I am sorry if you felt singled out. That was absolutely not my intention. I just wanted to point out that composer or sample developer - we're all in the same boat. That's all.


----------



## germancomponist (Oct 8, 2009)

0oD


----------



## nikolas (Oct 8, 2009)

Hans Adamson @ Thu Oct 08 said:


> I am sorry if you felt singled out. That was absolutely not my intention. I just wanted to point out that composer or sample developer - we're all in the same boat. That's all.


Ok, sorry for my fast worded reply as well! The wording in your post seemed aimed at me (because of the quote), thus... :-/

On the unsuportive, etc... I judged it based not on the legality of this (either way it's obvious and clear in the EULA), but based on my experience with other developers and people I know in the sampling industry. Everyone pretty much states that they can't resell the libraries, but some do, indeed, allow it, if you ask them. That's all I was saying in my first post.

It's always worth questioning if one way or another is 'better' in terms of business. Some offer completely logical and user friendly support... They may offer free products, they offer reselling, upgrades "forever" and whatever else... Others offer completely insane prices, huge products, no reselling options, and far less friendly customer care. Yet the first remains tiny and the other is huge. Do these things play an important part? If the customers (like me) love so much the first company, why is it that it isn't any bigger? (In other words, maybe refusing reselling option is better for business...)


----------



## Stevie (Oct 20, 2009)

Okay, so being able to sell a product that I don't use anymore is a bad thing for sample developers?

Let's say a composer dies and the wife has to sell all his equipment due to lack of money and because she doesn't 
really feel like starting a composer career. Regarding the EULAs of certain developers this would be illegal.

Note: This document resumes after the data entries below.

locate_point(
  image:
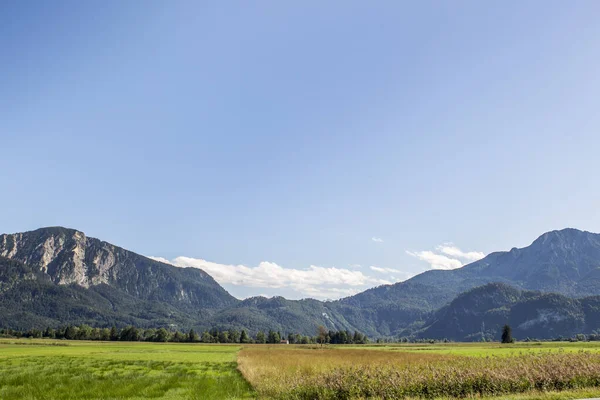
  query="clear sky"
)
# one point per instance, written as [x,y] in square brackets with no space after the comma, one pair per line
[301,148]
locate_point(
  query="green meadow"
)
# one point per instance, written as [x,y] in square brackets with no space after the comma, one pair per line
[53,370]
[47,369]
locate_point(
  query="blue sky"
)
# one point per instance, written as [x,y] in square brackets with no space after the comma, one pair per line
[303,149]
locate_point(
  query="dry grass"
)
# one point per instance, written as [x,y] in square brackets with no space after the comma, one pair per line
[358,374]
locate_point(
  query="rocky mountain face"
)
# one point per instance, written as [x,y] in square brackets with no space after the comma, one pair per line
[68,257]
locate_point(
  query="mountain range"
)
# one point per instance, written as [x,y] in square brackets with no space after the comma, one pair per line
[57,276]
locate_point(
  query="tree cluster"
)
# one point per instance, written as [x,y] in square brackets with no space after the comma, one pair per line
[133,334]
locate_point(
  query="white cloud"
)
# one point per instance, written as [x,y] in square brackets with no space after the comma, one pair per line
[398,276]
[453,251]
[313,281]
[386,270]
[447,256]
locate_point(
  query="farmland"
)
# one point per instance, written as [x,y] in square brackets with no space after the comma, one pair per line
[36,369]
[40,369]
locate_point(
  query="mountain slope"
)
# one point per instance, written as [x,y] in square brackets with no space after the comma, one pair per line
[481,312]
[565,261]
[68,257]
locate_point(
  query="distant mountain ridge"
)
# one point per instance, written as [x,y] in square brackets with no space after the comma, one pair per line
[565,261]
[56,276]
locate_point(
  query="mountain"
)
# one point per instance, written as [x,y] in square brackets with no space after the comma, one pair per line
[54,276]
[57,276]
[481,312]
[565,262]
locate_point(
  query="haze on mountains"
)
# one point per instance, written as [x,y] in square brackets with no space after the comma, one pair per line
[57,276]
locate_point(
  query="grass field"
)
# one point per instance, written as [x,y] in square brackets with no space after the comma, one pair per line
[36,369]
[39,369]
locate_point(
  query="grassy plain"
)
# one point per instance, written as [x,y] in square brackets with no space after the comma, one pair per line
[55,370]
[42,369]
[520,371]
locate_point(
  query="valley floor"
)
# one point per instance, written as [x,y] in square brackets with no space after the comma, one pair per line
[44,369]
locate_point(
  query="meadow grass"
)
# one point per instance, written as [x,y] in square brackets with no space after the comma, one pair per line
[344,372]
[54,370]
[46,369]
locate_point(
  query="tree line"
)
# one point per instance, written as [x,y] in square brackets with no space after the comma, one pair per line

So this is the way it should be?


----------



## Hans Adamson (Oct 20, 2009)

Stevie @ Tue Oct 20 said:


> Okay, so being able to sell a product that I don't use anymore is a bad thing for sample developers?
> 
> Let's say a composer dies and the wife has to sell all his equipment due to lack of money and because she doesn't
> really feel like starting a composer career. Regarding the EULAs of certain developers this would be illegal. So this is the way it should be?

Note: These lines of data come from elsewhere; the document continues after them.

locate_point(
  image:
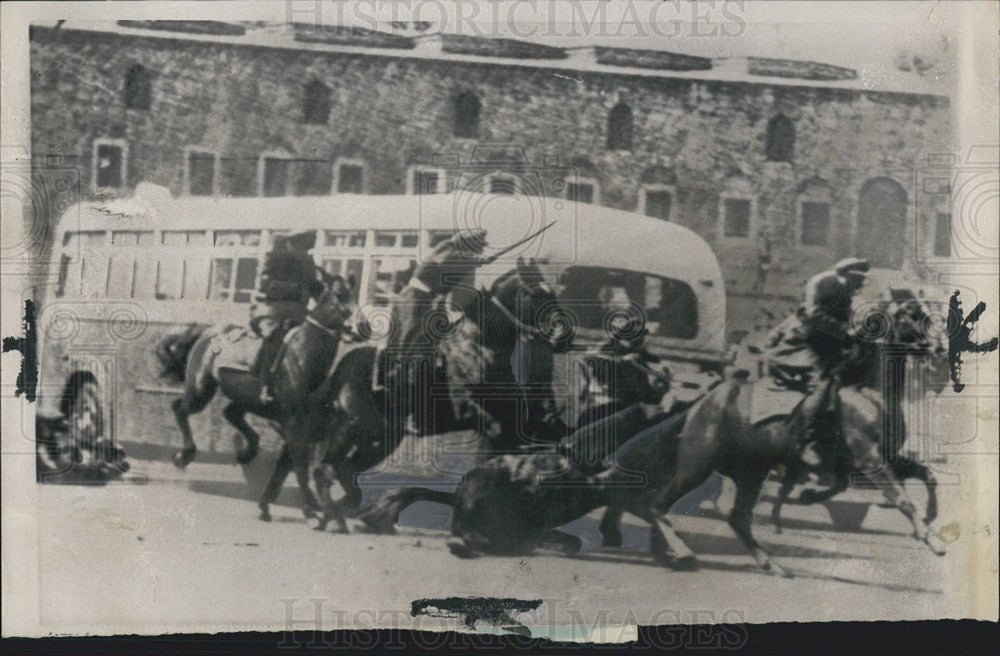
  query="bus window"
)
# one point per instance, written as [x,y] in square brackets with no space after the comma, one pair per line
[169,278]
[597,295]
[386,239]
[237,237]
[132,237]
[183,238]
[389,276]
[336,267]
[220,286]
[227,286]
[345,239]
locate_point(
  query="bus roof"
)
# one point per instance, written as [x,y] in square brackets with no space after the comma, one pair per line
[582,233]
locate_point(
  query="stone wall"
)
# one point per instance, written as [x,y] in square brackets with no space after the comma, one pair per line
[702,139]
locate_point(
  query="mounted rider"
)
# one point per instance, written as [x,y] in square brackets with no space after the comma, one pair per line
[288,281]
[804,352]
[451,262]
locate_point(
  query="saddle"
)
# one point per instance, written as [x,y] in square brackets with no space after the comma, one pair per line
[236,348]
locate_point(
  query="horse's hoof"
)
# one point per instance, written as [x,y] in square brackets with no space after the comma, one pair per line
[611,539]
[686,563]
[777,570]
[807,497]
[460,549]
[246,456]
[936,544]
[184,457]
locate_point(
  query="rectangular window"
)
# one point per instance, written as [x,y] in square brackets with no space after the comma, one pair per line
[815,223]
[238,176]
[109,166]
[225,285]
[581,192]
[501,184]
[346,268]
[942,235]
[315,178]
[345,239]
[427,181]
[201,174]
[183,238]
[132,237]
[350,179]
[658,203]
[237,237]
[736,217]
[275,176]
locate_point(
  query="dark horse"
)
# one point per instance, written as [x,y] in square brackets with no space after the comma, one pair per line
[718,435]
[508,505]
[361,423]
[304,361]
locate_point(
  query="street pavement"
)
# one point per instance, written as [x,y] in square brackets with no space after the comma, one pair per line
[172,550]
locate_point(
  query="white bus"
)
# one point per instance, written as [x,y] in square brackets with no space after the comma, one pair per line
[129,271]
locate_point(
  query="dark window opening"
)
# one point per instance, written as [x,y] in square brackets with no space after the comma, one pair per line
[238,176]
[501,185]
[942,235]
[736,220]
[350,179]
[138,88]
[425,182]
[109,166]
[467,116]
[276,176]
[316,103]
[201,174]
[780,142]
[668,306]
[620,127]
[815,223]
[314,177]
[581,192]
[658,204]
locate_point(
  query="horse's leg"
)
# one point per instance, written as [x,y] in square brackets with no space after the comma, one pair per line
[281,470]
[896,494]
[323,475]
[611,526]
[235,414]
[905,469]
[787,483]
[192,402]
[740,519]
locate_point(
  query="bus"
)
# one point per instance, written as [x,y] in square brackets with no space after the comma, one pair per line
[130,271]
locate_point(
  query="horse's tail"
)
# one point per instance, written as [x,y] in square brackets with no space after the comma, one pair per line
[175,349]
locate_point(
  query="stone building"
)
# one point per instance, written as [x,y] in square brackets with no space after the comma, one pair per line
[783,166]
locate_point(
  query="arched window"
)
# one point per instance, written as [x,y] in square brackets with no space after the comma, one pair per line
[780,142]
[620,127]
[881,232]
[315,103]
[467,115]
[814,213]
[138,87]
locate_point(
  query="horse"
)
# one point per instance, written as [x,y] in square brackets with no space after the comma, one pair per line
[362,423]
[718,435]
[307,353]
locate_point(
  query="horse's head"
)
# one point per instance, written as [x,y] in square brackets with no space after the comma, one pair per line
[530,303]
[333,307]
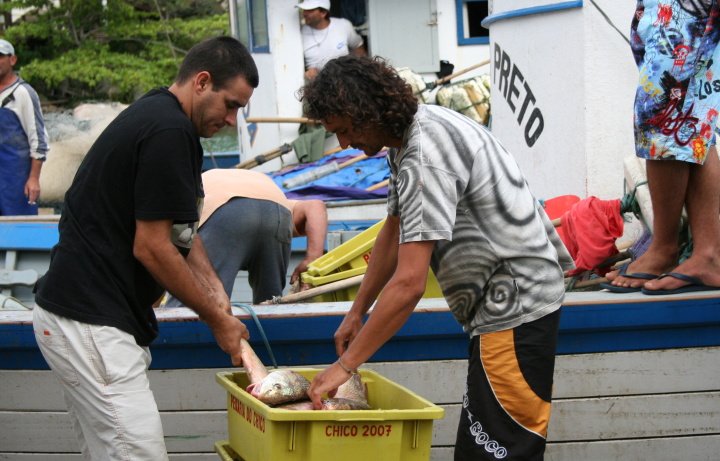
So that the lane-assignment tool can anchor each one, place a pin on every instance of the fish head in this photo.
(280, 386)
(352, 389)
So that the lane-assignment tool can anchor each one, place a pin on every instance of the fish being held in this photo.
(280, 386)
(290, 388)
(351, 395)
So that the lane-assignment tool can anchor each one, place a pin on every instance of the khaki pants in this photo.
(104, 377)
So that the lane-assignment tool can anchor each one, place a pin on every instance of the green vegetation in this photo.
(78, 50)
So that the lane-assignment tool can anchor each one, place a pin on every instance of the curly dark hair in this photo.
(368, 90)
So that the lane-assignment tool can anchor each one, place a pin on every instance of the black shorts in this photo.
(506, 406)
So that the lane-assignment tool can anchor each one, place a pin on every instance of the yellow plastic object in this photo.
(222, 448)
(351, 259)
(397, 428)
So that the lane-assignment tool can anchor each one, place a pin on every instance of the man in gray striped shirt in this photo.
(458, 203)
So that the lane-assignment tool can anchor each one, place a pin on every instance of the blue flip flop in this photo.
(694, 284)
(634, 275)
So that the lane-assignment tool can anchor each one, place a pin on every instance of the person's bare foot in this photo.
(639, 272)
(705, 269)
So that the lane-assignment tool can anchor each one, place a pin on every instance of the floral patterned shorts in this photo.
(675, 45)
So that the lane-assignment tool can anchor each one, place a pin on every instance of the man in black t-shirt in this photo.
(127, 232)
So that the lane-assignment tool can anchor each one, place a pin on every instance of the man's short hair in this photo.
(368, 90)
(224, 58)
(6, 48)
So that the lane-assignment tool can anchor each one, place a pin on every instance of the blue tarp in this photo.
(346, 184)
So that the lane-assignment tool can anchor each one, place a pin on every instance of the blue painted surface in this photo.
(220, 160)
(426, 336)
(520, 12)
(43, 236)
(28, 236)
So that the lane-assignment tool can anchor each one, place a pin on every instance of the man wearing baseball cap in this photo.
(23, 139)
(326, 38)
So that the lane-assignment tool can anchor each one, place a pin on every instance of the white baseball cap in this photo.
(312, 4)
(6, 48)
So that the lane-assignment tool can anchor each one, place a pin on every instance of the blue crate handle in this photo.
(252, 313)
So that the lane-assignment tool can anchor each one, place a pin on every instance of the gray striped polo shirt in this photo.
(497, 256)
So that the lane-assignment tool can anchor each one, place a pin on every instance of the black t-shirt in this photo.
(146, 165)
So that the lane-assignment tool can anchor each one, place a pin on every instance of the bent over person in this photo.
(128, 231)
(457, 202)
(248, 224)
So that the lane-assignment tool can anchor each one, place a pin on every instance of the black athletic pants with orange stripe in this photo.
(506, 406)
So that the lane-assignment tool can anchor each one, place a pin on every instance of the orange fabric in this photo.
(589, 230)
(497, 351)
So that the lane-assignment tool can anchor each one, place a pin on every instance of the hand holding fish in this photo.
(327, 382)
(229, 333)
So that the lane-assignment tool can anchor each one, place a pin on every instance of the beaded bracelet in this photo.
(342, 365)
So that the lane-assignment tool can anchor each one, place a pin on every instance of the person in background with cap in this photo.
(325, 38)
(23, 139)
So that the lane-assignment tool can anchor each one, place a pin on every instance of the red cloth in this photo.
(589, 230)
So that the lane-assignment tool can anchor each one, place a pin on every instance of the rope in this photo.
(609, 21)
(252, 313)
(629, 203)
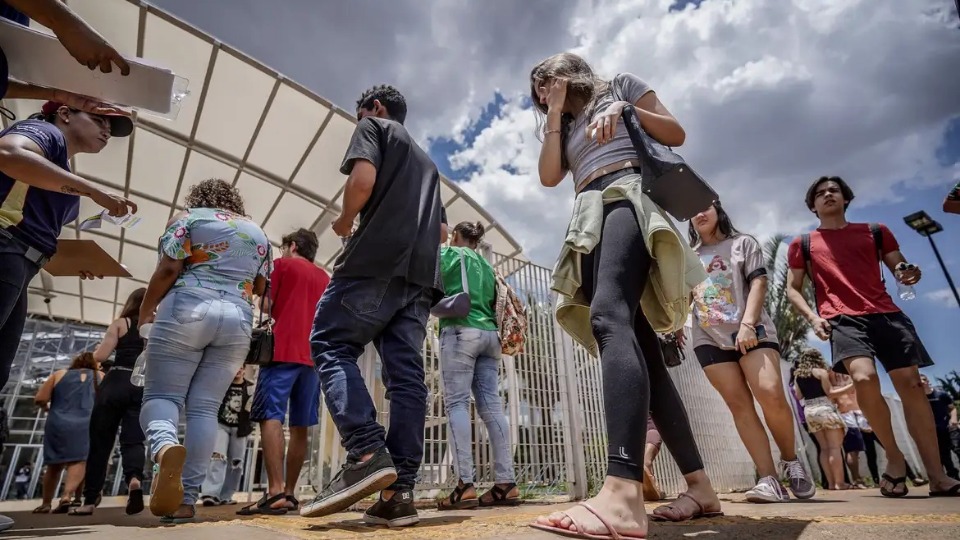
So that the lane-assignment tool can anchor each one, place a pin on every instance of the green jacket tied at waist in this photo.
(674, 271)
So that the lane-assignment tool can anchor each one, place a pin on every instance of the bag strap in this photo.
(878, 246)
(463, 272)
(808, 261)
(266, 290)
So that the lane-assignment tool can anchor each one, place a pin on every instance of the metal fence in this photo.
(553, 400)
(552, 396)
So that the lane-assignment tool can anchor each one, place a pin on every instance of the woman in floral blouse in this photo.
(213, 260)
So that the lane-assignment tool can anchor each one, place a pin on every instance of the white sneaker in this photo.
(768, 490)
(800, 483)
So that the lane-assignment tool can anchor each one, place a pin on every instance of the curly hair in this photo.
(845, 190)
(215, 193)
(809, 360)
(85, 360)
(389, 97)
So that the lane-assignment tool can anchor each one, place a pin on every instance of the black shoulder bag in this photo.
(261, 341)
(673, 354)
(666, 178)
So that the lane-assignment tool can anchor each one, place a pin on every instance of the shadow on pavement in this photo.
(358, 526)
(30, 525)
(738, 527)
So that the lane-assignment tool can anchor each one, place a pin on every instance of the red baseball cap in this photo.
(120, 126)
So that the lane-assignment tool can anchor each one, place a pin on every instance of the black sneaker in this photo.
(354, 482)
(399, 511)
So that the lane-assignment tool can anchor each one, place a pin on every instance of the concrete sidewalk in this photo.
(853, 515)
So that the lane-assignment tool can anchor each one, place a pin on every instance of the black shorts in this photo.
(709, 355)
(889, 337)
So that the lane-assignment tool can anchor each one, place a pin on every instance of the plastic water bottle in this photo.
(137, 378)
(905, 292)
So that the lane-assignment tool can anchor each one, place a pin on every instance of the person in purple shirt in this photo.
(38, 196)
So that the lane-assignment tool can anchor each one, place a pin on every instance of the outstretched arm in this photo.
(79, 38)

You are making a very strong argument for dongle protection. A dongle protected software would not need this limitation, because the license follows the dongle.


----------



## Stevie (Oct 20, 2009)

Oh wait, so the only concern is that the seller keeps a personal copy for himself? Hmm,
I don't think that's the issue with East West, since all new products are dongled. They still don't allow the selling of your own license.


----------



## nikolas (Oct 20, 2009)

dejavu... Sorry Hans, just taking your words and quote, to mention something (I've already done I think in this thread).


Hans Adamson @ Tue Oct 20 said:


> You are making a very strong argument for dongle protection. A dongle protected software would not need this limitation, because the license follows the dongle.

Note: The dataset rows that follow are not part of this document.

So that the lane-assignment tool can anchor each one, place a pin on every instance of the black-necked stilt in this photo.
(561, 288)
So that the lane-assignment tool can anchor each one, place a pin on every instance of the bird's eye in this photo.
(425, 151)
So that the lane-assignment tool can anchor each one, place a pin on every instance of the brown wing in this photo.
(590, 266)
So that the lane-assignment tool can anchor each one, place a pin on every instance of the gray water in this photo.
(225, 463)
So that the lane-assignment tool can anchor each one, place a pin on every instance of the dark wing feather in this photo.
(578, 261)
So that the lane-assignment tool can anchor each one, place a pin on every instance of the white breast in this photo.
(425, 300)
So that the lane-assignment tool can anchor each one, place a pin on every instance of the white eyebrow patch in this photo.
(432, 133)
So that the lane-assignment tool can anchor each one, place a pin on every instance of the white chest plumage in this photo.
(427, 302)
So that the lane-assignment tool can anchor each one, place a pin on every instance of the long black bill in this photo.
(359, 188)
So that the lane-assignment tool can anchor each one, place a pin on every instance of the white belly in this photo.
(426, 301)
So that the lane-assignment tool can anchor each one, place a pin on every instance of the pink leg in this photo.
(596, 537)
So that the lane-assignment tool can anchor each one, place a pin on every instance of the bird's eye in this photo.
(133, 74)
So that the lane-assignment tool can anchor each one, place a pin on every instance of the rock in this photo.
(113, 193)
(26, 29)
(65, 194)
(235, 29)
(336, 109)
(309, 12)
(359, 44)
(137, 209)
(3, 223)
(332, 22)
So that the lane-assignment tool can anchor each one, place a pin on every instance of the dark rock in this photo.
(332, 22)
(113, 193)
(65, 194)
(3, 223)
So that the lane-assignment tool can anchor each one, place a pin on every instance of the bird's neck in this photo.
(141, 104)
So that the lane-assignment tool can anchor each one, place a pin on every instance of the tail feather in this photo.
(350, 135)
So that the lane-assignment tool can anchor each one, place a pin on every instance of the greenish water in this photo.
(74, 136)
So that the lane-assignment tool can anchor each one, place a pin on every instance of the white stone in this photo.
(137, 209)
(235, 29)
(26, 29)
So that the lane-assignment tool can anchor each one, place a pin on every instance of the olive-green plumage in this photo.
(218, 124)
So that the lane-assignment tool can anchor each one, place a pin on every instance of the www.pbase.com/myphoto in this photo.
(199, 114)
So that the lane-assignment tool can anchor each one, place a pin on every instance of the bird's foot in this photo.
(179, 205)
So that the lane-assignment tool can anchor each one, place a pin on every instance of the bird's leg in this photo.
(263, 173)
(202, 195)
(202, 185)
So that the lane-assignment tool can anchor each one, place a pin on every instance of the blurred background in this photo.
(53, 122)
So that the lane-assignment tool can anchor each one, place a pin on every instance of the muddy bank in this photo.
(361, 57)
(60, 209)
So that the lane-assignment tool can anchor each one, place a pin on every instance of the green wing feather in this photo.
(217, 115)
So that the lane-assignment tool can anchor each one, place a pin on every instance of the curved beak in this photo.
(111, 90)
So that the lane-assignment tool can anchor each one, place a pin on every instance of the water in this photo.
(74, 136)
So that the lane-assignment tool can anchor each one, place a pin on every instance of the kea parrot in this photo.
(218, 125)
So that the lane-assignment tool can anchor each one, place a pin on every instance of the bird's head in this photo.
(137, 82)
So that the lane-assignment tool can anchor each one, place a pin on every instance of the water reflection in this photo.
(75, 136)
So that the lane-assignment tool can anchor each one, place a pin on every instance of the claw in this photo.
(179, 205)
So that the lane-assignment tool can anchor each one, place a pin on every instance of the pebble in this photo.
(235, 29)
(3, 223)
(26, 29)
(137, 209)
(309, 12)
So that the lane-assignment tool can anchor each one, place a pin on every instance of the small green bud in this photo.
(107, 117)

This is the problem. EULA still do not allow reselling, dispite the fact that they use dongles! EW, Steinberg, VSL and others do not premit reselling... 

As I've mentioned here or elsewhere, I doubt I'd sell anything. I would probably donate something if I didn't use it (I have done already once), but other than that... So it's not personal. But the idea that you can't "ctrl+x" a buy seems bizzare at some point, especially when we are talking several hunderd $ and not a hammer of 5$!

I wonder if it can be proven, from a marketing point of view that allowing resells will not hurt the company, but even add to the sales (if they, for example allow reselling and EULA transfer with a small transfer fee. And the customer feels secure they can use the library and then sell it, thus making the sale easier...). But I'm a composer, not a marketeer, so I wouldn't stand a chance to research on that.

Anyone else willing to research and "repair the universe" of sampling industry? ... heh...


----------